Ever wonder what “Big Tech” looked like before the silicon?
Picture this: It’s 1924. You’re Thomas J. Watson, the head of a company called the Computing-Tabulating-Recording Company (CTR). It’s a clunky, mouthful of a name that sounds like a dry accounting firm. You’ve got a solid business making punch-card machines and meat slicers, but you’ve only got a single office outside the US—up in Canada.
What do you do? You manifest!
On February 14, 1924, CTR officially became International Business Machines. It was the ultimate “fake it till you make it” move. Watson wasn’t just changing the letterhead; he was declaring war on the limits of mechanical calculation.
The Tech: From Gears to “Business Logic”
The shift wasn’t just branding—it was a technical pivot. Before the rebrand, CTR was focused on recording (think time clocks and scales). But the “International Business Machine” was different. We’re talking about the Hollerith Tabulator—a beast of electromechanical engineering that used 80-column punch cards to process data at speeds that would make a 1920s clerk’s head spin.
The Spec: Electromechanical logic. No transistors, no software. Just brushes completing circuits through holes in paper cards.
The Goal: To move from simply “storing” data to “processing” it.

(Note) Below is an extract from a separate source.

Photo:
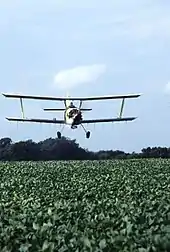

Watson saw a world where every business needed a “machine” to think for them. He branded a global empire into existence before the first trans-Atlantic cable was even a thought.
Legacy:
IBM didn’t just survive the transition to digital; they defined it. By the time the System/360 mainframe arrived in the 60s, the “International” part of the name was no longer a boast—it was a fact. Every time you tap a credit card or check a bank balance today, you’re interacting with the descendant of Watson’s 1924 ambition.